By the way, the Rolling Stones played again last night at the Staples Center, and if I could have gone again, I would have! Do I even have to tell you how great they were? No, I don’t think I do because if you have a pulse than you probably know that they are not only the best band in the world, but put on a show like no one else. They played hit after hit after hit and Mick Jagger is an unbelievable entertainer, but not to be outdone by Keith Richards (my favorite), Charlie Watts, Ron Wood…and the rest of their incredible band and background singers. The show was amazing, other than when Gwen Stefani showed up to ruin Wild Horses. She sang out of tune and didn’t seem to know the lyrics that well. I wasn’t happy about it, in fact, I had one of those high school, mean girl moments where I turned to my sister and said, “What the hell is she doing here?” Then Mick Taylor, the guitar player who Ron Wood replaced, came on stage for Midnight Rambler. Excellent! If you have a chance to see them on this tour, DO IT!!
Back to moving…I bought a coffee table from Target and when I took it out of the box I realized how hard it would be to put it together, so I’m returning it. I can’t be bothered with reading directions and handling screwdrivers. What is with all this assembling bullshit? Christ! NOTHING should be sold without being already assembled. What do they think we are, fucking carpenters? 😀
Not to mention all the wires with electronics. Hooking up devices to other devices makes me want to kill myself, but I never end up killing myself, I hook up the wires, curse and drink and eventually figure it out. In the near future I want all of my devices to be wireless with just an “on” button. No more hooking up wires. NO MORE WIRES EVER!!

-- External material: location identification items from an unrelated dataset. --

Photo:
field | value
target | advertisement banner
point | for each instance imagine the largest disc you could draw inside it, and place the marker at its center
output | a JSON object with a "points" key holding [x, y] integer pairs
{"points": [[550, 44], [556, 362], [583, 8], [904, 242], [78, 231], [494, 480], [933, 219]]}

I hope you all got the Mommie Dearest reference, and if not, then promptly beat yourself with a wire hanger.
I hope all of you are having a splendid day thus far. You know, Americans don’t use the word “splendid” very often but the Brits seem to like it. You know why we don’t say it? Because it sounds weird coming out of an American’s mouth….unless you’re an old lady. Try to use this word once today and see if you get a weird reaction.
I dare you to tell someone to “have a splendid day”…. go ahead, do it!